Ungulates also threaten the very valuable population of Zerynthia cassandra, the butterfly of S. Piero. This splendid butterfly lives only in a very restricted area areale of the Elbe, an island where it had been seen in 1932 by a group of German researchers, in the area of Marciana Marina, and then disappeared, until it was found more than 70 years later, in 2008, by Ornella Casnati and the scholar Leonardo Dapporto, who then scientifically ascertained its uniqueness. We report a text by Dr. Leonardo Dapporto describing the results of the study by the University of Florence. “How many times have we told ourselves that butterflies and fireflies are disappearing?
Just think of the effect of the clean windshield, for which in recent years traveling on the motorway we rarely happen to crush hundreds of insects with the car as often happened in the past. But to move from feelings to certainties and above all from certainties to actions to counter this evident decline you need great study and a lot of dedication. An example comes from the activities carried out in the Tuscan Archipelago National Park to preserve the precious population of Zerynthia cassandra on the island of Elba. Supported by various projects funded by the National Park and the Ministry of Ecological Transition, the researchers of the Department of Biology of the University of Florence, led by dr. Leonardo Dapporto and Legambiente Arcipelago Toscano have been trying to understand for years whether this splendid butterfly is in crisis on the island and what strategies can be put in place to safeguard it.
Since 2017, researchers have been following this population by going to the island every year to count the eggs of Zerynthia laid on the leaves of Aristolochia, a very rare plant that the larvae feed on. After clarifying that butterfly larvae are mostly found on sunny plants at the edge of the bushes, since 2019, in collaboration with Legambiente, a micro-intervention activity has begun aimed at manually cleaning small areas of brambles where Aristolochia plants were already present but suffocated by vegetation. These interventions have produced great benefits to the butterflies in that any small area of one meter in radius cleaned it has hosted the larvae produced by a couple of butterflies on average.
However, the measurements of the eggs also allowed an important assessment of the impact of a herd of goats established in 2019 near one of the classic sites of Zerynthia, a few hundred meters from the town of San Piero in Campo. This massive activity of the goats has greatly reduced the area of the bushes, taking the Aristolochia plants out of their margin and completely prevented the flowering of the herbaceous plants that produce nectar that the adults feed on. The graph below clearly shows that while in areas treated with targeted cuts the number of eggs has increased over the years, in areas used intensively by goats the number has decreased by the same amount (the central level indicates the average number of eggs present on each plant in each year, positive values are therefore sites to be considered good, negative values sites to be considered not good). The sites where no action has been taken are on average just below average but without major variations over time.

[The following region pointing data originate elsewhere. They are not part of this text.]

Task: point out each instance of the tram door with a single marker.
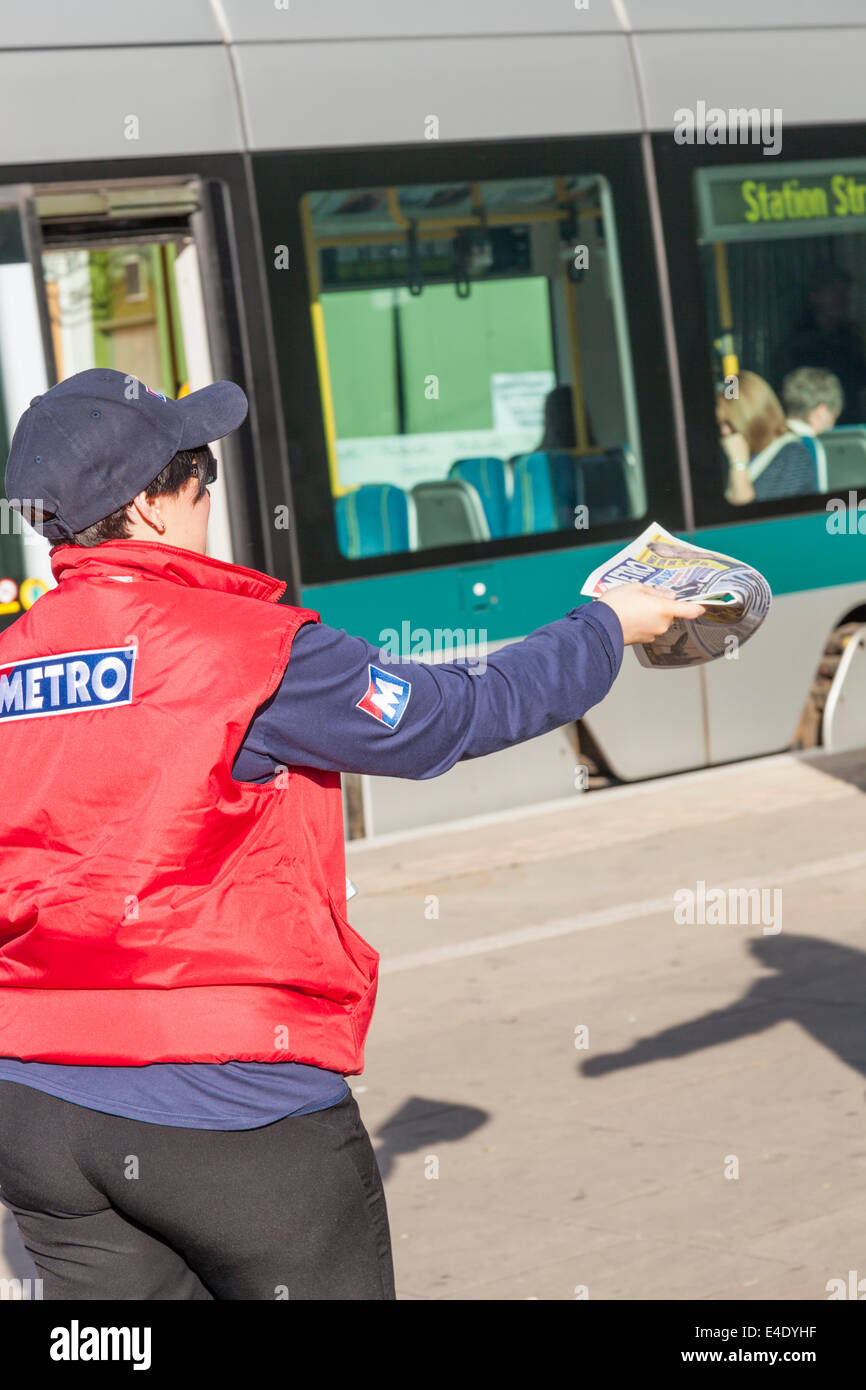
(104, 277)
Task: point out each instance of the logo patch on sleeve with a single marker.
(387, 697)
(67, 684)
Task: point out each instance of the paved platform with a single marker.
(709, 1140)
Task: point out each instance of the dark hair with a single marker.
(186, 463)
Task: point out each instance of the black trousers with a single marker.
(118, 1208)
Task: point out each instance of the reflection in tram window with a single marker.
(784, 274)
(473, 362)
(116, 306)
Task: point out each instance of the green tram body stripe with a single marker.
(794, 553)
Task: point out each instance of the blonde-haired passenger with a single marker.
(766, 458)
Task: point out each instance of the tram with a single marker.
(481, 293)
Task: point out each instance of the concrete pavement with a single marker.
(576, 1094)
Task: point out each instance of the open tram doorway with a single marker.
(99, 277)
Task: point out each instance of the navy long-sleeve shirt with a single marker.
(348, 706)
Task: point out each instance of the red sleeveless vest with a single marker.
(152, 908)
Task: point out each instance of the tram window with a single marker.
(473, 362)
(24, 565)
(783, 260)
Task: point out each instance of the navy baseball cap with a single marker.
(95, 441)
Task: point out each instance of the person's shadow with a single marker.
(421, 1125)
(819, 984)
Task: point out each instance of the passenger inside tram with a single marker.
(813, 402)
(766, 458)
(827, 335)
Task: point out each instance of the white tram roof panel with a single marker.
(110, 24)
(114, 24)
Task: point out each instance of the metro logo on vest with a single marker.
(67, 684)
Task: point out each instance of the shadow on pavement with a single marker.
(818, 984)
(420, 1125)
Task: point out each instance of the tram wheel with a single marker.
(809, 731)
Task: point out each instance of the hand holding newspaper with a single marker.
(736, 595)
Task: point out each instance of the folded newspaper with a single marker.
(736, 595)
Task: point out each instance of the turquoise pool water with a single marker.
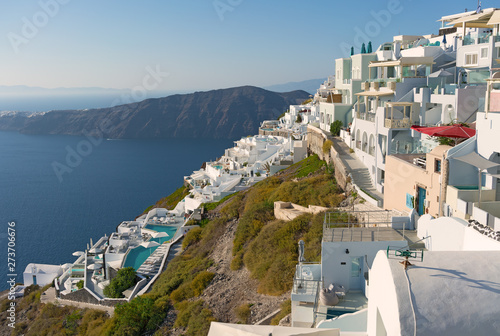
(137, 256)
(170, 230)
(466, 187)
(331, 313)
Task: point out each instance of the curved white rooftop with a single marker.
(453, 293)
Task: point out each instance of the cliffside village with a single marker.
(414, 125)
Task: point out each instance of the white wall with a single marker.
(383, 299)
(453, 234)
(333, 254)
(446, 233)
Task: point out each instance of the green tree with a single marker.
(125, 278)
(335, 127)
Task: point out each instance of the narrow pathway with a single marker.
(49, 296)
(360, 174)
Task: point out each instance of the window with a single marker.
(471, 59)
(437, 166)
(484, 52)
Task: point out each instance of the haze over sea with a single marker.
(115, 182)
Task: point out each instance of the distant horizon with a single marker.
(22, 98)
(125, 89)
(175, 46)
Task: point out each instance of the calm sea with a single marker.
(113, 181)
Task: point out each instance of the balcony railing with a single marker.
(366, 116)
(478, 39)
(398, 123)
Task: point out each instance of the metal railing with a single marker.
(398, 123)
(353, 221)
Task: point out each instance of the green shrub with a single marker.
(183, 292)
(192, 237)
(237, 261)
(138, 316)
(201, 281)
(243, 313)
(309, 165)
(194, 316)
(125, 278)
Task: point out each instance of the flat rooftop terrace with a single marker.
(360, 234)
(360, 226)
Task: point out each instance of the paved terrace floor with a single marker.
(358, 234)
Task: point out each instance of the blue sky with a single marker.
(110, 43)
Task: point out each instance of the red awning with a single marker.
(451, 131)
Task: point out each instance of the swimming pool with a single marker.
(137, 256)
(466, 187)
(170, 230)
(331, 313)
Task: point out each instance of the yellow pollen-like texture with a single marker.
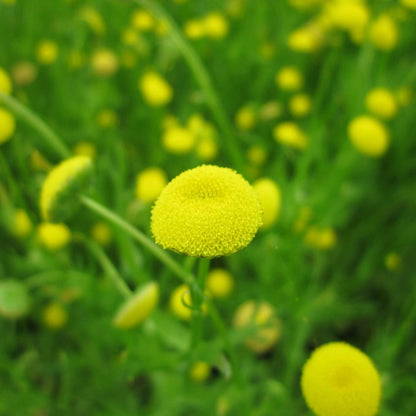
(340, 380)
(208, 211)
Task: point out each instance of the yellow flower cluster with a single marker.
(208, 211)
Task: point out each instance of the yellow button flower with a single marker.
(7, 125)
(340, 380)
(155, 90)
(61, 185)
(368, 136)
(149, 184)
(381, 102)
(136, 309)
(270, 197)
(208, 211)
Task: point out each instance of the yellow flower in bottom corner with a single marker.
(208, 211)
(340, 380)
(136, 309)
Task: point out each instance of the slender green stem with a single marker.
(39, 125)
(203, 78)
(140, 237)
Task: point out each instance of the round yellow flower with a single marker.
(368, 136)
(136, 309)
(150, 183)
(340, 380)
(61, 185)
(267, 327)
(381, 102)
(270, 197)
(208, 211)
(155, 90)
(219, 283)
(53, 236)
(5, 82)
(7, 125)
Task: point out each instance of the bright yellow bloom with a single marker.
(200, 371)
(5, 82)
(208, 211)
(55, 316)
(47, 52)
(137, 308)
(289, 79)
(300, 105)
(384, 33)
(53, 236)
(104, 63)
(267, 326)
(155, 90)
(270, 197)
(219, 283)
(340, 380)
(290, 134)
(368, 136)
(150, 183)
(178, 140)
(7, 125)
(61, 185)
(381, 102)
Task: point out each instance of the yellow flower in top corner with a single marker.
(340, 380)
(155, 90)
(61, 185)
(208, 211)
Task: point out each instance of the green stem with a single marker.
(33, 120)
(203, 78)
(140, 237)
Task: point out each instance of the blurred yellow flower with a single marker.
(340, 380)
(150, 183)
(138, 307)
(155, 90)
(369, 136)
(208, 211)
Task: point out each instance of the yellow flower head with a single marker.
(219, 283)
(155, 90)
(289, 79)
(208, 211)
(269, 195)
(340, 380)
(381, 102)
(7, 125)
(61, 185)
(368, 136)
(384, 33)
(136, 309)
(53, 236)
(104, 63)
(178, 140)
(149, 183)
(47, 52)
(55, 316)
(290, 134)
(267, 327)
(5, 82)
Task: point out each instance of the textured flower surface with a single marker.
(340, 380)
(60, 186)
(208, 211)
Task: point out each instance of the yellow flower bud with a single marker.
(339, 380)
(137, 308)
(61, 186)
(150, 183)
(368, 136)
(155, 90)
(208, 211)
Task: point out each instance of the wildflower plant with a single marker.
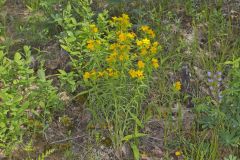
(116, 65)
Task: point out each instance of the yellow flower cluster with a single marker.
(119, 52)
(124, 54)
(148, 31)
(141, 64)
(136, 73)
(155, 63)
(91, 44)
(178, 85)
(93, 28)
(122, 37)
(143, 43)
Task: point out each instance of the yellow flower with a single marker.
(100, 74)
(144, 28)
(86, 75)
(146, 41)
(94, 29)
(139, 74)
(132, 73)
(90, 45)
(155, 44)
(155, 63)
(139, 43)
(178, 153)
(141, 64)
(143, 51)
(178, 85)
(131, 35)
(122, 37)
(151, 33)
(153, 50)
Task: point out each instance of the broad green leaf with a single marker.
(135, 150)
(133, 136)
(139, 123)
(17, 58)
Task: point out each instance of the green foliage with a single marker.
(23, 98)
(112, 62)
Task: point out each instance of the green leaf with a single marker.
(17, 58)
(41, 74)
(135, 150)
(133, 136)
(139, 123)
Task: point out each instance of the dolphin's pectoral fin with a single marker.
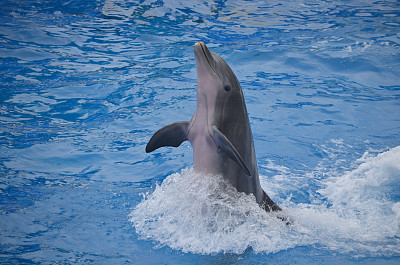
(227, 147)
(170, 135)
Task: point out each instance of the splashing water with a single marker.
(204, 214)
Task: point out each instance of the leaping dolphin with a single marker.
(219, 130)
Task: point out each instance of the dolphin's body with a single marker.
(219, 130)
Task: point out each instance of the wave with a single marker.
(357, 212)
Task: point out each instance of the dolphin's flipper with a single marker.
(227, 147)
(170, 135)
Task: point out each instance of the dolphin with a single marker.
(219, 130)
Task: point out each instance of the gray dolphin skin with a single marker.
(219, 130)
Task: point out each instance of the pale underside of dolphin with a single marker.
(219, 130)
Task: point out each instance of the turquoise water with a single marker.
(85, 84)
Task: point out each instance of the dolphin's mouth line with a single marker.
(208, 60)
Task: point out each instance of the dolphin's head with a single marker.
(217, 85)
(213, 72)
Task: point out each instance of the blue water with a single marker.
(84, 85)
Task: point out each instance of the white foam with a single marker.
(356, 213)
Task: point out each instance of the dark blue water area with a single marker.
(85, 84)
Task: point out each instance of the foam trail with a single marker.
(358, 213)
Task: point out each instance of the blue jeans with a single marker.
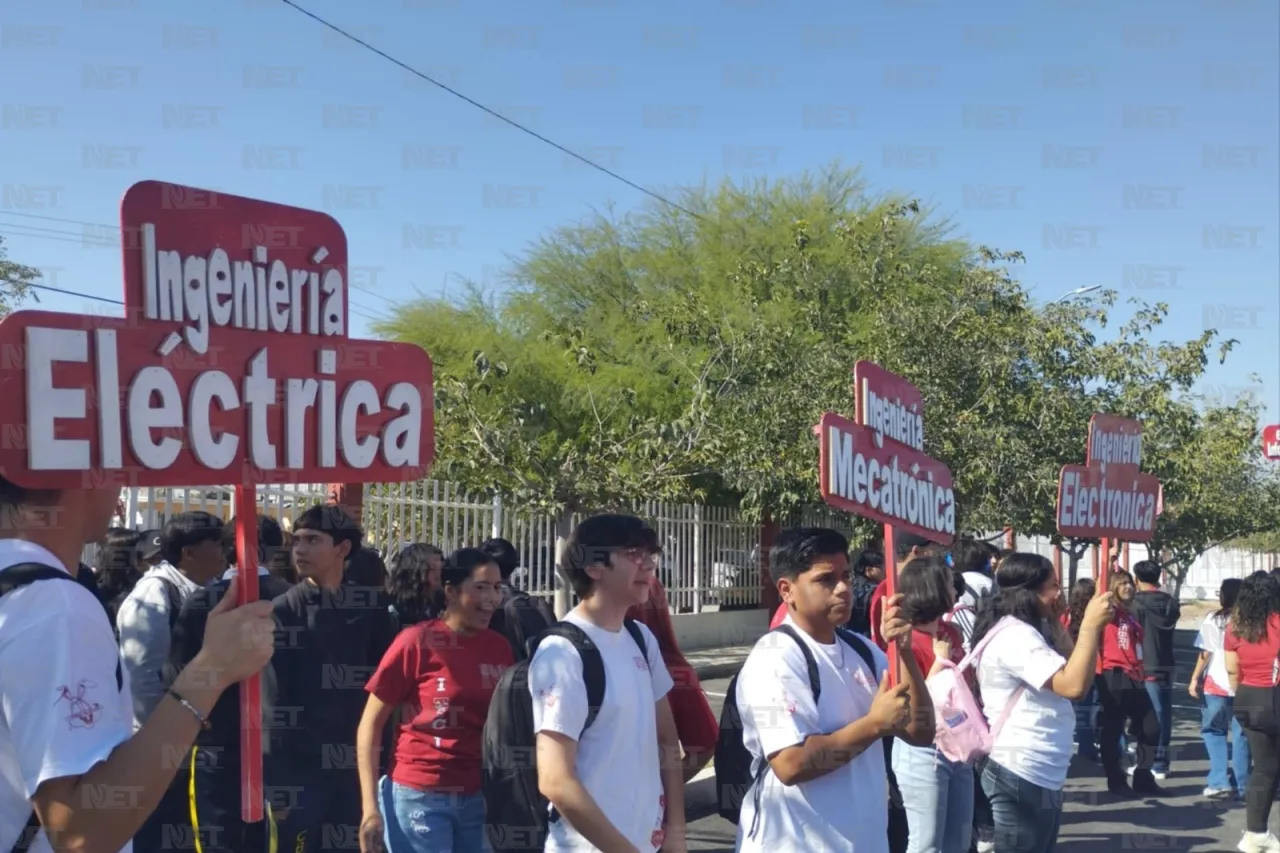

What do these data teach us? First of all, it is necessary to monitor biodiversity to understand how it works and take action to protect it. Furthermore, they give us the measure ofimpact of ungulates carried by man on the populations of insects present on an island where these large mammals would not be naturally present. Another useful element, the grazing of goats could be a threat during the spawning period (March-June) while in the rest of the year it could be useful to keep the area clean from shrubs. Now, if on the one hand the Park and the Associations will be able to indicate to the shepherd careful management of the flock in the immediate vicinity of the enclosure, it will not be as easy to manage the presence of other invasive ungulates on the island.
Nobody can convince mouflons and wild boars to avoid the most precious areas for the species we want to protect and we must resign ourselves to a Manichean choice: considerably reduce the presence of these animals up to the eradication from the island or lose part of a biodiversity that has accumulated on Elba with a unique path from the day of its origin. " (Tuscan Archipelago National Park).